Synergistic Effect of Different Amounts of Selenomethionine and Encapsulation of Vitamin E and Its Influence in Controlling Vitamin E Release

Abstract

The series homologues of tocopherols and tocotrienols that make up vitamin E vary in terms of methyl group location and number of bonds. The body uses vitamin E for several purposes. Unfortunately, vitamin E is unstable and will degrade quickly in water, absorb less readily and have a poor level of bioavailability when exposed to heat, light or air. Selenomethionine, the typical essential trace element form of selenium (Se) produced from animal products, has therefore been added to this study. Freeze-dried technique was used to prepare encapsulation of vitamin E with different amounts of selenomethionine. The effect of different amount of selenomethionine on physicochemical properties and vitamin E release were investigated. The results reveal that when the amount of selenomethionine injected increases, the solubility of vitamin E increases, but the influence on particle size decreases.
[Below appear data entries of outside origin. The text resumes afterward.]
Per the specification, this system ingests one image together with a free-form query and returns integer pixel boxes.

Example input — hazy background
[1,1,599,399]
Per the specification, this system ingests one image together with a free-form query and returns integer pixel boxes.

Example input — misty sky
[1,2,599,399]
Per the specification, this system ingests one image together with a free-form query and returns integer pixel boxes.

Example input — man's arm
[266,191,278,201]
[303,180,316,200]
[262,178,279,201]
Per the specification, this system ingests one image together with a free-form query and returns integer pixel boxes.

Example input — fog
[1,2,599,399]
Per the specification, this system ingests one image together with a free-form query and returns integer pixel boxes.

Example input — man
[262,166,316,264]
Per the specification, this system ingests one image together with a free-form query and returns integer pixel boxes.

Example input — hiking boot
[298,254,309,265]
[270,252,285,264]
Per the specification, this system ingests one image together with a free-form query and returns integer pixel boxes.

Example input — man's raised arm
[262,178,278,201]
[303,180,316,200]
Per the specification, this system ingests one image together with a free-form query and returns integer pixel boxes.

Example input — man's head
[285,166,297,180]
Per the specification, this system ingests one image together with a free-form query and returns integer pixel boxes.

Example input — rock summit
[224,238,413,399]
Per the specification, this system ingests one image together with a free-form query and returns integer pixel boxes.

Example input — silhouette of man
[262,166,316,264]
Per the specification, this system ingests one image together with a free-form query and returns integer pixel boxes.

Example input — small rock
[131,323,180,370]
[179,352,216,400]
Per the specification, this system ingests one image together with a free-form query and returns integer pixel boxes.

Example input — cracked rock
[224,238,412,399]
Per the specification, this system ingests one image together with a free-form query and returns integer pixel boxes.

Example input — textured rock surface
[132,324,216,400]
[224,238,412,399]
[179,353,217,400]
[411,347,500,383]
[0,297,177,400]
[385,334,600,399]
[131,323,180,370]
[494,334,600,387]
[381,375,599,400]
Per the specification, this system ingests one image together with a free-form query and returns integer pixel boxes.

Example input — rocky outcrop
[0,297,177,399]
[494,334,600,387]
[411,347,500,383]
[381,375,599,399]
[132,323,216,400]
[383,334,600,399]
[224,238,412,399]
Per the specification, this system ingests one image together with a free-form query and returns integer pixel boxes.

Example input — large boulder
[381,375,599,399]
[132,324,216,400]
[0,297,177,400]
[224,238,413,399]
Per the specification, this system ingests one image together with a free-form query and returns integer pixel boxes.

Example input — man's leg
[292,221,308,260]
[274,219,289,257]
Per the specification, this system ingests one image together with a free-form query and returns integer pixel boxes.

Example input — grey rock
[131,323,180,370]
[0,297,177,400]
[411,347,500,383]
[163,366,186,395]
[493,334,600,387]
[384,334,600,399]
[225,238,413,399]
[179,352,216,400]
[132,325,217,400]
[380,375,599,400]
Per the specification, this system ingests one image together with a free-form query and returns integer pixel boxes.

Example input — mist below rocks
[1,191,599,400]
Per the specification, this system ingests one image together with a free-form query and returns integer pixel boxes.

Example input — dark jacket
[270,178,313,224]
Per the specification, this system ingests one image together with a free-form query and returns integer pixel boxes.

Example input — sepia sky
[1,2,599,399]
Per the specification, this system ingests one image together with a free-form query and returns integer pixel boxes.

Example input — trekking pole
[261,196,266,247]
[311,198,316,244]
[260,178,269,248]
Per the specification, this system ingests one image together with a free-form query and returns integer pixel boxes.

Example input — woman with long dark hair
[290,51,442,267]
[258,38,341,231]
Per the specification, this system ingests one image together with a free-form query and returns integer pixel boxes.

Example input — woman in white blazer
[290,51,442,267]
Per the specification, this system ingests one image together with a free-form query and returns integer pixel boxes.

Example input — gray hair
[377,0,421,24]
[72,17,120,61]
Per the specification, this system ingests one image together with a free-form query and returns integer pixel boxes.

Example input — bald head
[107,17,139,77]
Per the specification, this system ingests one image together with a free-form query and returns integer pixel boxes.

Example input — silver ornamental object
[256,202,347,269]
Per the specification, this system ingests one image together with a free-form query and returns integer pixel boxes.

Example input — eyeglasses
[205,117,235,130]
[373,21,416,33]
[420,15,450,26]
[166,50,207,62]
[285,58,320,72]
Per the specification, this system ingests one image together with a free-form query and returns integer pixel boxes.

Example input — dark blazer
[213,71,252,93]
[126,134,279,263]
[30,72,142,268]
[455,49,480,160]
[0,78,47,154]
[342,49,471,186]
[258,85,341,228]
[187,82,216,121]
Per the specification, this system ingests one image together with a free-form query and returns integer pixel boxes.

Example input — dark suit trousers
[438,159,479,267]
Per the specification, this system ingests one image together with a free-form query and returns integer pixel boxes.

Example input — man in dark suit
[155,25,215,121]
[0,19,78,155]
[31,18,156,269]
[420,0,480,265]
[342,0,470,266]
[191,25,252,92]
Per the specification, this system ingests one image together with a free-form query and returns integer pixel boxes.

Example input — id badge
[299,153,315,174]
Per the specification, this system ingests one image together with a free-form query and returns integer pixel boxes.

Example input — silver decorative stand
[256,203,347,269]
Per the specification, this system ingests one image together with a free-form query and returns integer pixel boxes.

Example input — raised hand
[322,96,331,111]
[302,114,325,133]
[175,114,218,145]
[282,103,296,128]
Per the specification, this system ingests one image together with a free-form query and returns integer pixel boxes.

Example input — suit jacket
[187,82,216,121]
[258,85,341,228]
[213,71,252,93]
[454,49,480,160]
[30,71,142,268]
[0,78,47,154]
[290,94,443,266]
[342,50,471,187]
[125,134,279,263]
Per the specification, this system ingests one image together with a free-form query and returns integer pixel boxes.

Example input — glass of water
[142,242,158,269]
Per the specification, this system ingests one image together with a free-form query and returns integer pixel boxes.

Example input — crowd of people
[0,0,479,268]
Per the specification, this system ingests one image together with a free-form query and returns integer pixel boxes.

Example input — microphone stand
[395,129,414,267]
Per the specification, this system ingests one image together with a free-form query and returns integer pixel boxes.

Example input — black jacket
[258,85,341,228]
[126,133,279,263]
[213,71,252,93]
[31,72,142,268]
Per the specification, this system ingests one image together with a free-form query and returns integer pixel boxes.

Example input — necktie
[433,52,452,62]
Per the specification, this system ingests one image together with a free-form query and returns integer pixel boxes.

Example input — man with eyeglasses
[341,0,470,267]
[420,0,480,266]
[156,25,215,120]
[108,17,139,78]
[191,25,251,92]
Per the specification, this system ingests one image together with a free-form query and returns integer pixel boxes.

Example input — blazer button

As a result, the particle dispersion followed the same patterns. After integrating selenomethionine, the encapsulation's zeta potential remains stable. The results of FT-IR and TEM research corroborate this. After adding different amounts of selenomethionine to the surface particles, the surface of the encapsulation was smooth with periforous structure, indicating that the air bubble created after freeze-drying process was impacted by the addition of selenomethionine to the surface particles. Furthermore, the release analysis reveals that the formulation with 0.03 % selenomethionine enhances vitamin E release in simulated intestinal fluid (SIF) better than in simulated gastric fluid (SGF) model, which is consistent with a prior study. It was concluded that adding varying amounts of selenomethionine varied the encapsulation and vitamin E release characteristics. In conclusion, the formulation with 0.03 % selenomethionine is consistent in terms of encapsulation stability and release performance.